I have written a paper on ethics with special concentration on machine ethics and formality with the following abstract:
Most ethical systems are formulated in a very intuitive, imprecise manner. Therefore, they cannot be studied mathematically. In particular, they are not applicable to make machines behave ethically. In this paper we make use of this perspective of machine ethics to identify preference utilitarianism as the most promising approach to formal ethics. We then go on to propose a simple, mathematically precise formalization of preference utilitarianism in very general cellular automata. Even though our formalization is incomputable, we argue that it can function as a basis for discussing practical ethical questions using knowledge gained from different scientific areas.
Here are some further elements of the paper (things the paper uses or the paper is about):
- (machine) ethics
- (in)computability
- artificial life in cellular automata
- Bayesian statistics
- Solomonoff's a priori probability
As I propose a formal ethical system, things get mathy at some point but the first and by far most important formula is relatively simple - the rest can be skipped then, so no problem for the average LWer.
I already discussed the paper with a few fellow students, as well as Brian Tomasik and a (computer science) professor of mine. Both recommended me to try to publish the paper. Also, I received some very helpful feedback. But because this would be my first attempt to publish something, I could still use more help, both with the content itself and scientific writing in English (which, as you may have guessed, is not my first language), before I submit the paper and Brian recommended using the LW's discussion board. I would also be thankful for recommendations on which journal is appropriate for the paper.
I would like to send those interested a draft via PM. This way I can also make sure that I don't spend all potential reviewers on the current version.
DISCLAIMER: I am not a moral realist. Also and as mentioned in the abstract, the proposed ethical system is incomputable and can therefore be argued to have infinite Kolmogorov complexity. So, it does not really pose a conflict with LW-consensus (including Complexity of value).
Humans are definitely a result of natural selection, but it does not seem to be difficult at all to find goals of ours that do not serve the goal of survival or reproduction at all. Evolution seems to produce these other preferences accidentally. One thing how that happens may be examplified by the following: Our ability to contemplate our thinking from an almost external perspective (sometimes referred to as self-consiousness), is definitely helpful for learning / improving our thinking and could therefore prevail in evolution. However, it may also be the cause of altruism, because it makes every single one of us realize, that they are not very special. (This is by no means an attempt to explain altruism scientifically or something...) More generally, it would be a really strange coincidence, if all cognitive features of an organism in our physical world that serve the goal to survive and reproduce do not serve any other goal. In conclusion, even evolution can (probably) produce (by coincidence) organisms with goals that are not subgoals of the goal to survive and reproduce.

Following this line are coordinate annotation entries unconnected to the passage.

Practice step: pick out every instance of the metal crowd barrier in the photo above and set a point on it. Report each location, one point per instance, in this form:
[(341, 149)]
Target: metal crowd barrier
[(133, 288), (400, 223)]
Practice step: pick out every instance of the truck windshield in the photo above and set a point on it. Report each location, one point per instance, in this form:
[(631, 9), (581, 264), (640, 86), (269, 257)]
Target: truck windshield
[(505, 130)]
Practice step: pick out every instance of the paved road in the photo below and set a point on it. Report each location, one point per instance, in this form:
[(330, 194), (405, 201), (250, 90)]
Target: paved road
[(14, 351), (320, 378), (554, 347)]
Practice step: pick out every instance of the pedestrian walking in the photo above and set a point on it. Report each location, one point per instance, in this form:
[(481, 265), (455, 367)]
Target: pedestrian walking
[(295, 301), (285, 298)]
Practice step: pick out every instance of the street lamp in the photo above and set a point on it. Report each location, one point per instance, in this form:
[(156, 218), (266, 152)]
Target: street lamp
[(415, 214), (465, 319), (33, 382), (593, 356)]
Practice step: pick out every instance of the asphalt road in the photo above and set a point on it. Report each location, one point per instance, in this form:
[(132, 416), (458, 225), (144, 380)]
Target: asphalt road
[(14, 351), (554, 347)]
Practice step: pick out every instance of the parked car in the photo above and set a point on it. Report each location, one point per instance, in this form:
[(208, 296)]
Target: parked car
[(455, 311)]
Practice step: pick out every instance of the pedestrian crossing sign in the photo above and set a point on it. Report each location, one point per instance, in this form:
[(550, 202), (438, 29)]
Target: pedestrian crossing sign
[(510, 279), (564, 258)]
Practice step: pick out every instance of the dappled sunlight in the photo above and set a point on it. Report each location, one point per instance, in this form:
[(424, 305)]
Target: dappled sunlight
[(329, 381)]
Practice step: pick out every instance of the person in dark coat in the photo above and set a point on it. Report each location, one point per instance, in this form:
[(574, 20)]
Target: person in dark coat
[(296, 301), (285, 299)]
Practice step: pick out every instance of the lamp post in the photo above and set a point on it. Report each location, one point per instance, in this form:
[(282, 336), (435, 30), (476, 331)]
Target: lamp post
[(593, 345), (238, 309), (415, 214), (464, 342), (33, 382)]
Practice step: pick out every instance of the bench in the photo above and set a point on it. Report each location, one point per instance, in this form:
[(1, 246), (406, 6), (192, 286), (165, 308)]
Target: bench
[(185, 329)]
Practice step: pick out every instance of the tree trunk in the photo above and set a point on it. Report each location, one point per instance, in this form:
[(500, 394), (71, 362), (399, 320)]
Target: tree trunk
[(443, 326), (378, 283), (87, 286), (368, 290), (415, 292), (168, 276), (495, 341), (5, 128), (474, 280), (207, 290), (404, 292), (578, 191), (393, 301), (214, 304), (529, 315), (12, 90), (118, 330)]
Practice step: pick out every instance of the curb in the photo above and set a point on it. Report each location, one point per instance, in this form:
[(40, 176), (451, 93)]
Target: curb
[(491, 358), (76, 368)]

Now, imagine the paper clip maximizer to be more than a robot arm, imagine it to be a well-programmed Seed AI (or the like). As pointed out in ViliamBur's and cousinit's comment, its goal will probably not be easily changed (by coincidence or evolution of several such AIs), for example it could save its source code on several hard drives that are synchronized by a hard-wired mechanism or something... Now this paper clip maximizer would start turning all matter into paper clips. To achieve its goal, it would certainly remain in existence (and thereby give you the illusion of having the supergoal to exist in the first place) and protect its values (which is not extremely difficult). Assuming, it is successful (and we can expect this from a seed AI/superintelligence), the only matter (in reach) left, would at some point be the hardware of the paper clip maximizer itself. What would the paper clip maximizer do then? In conclusion, self-preservation and maybe propagation of value may be important subgoals, but it is certainly not the supergoal.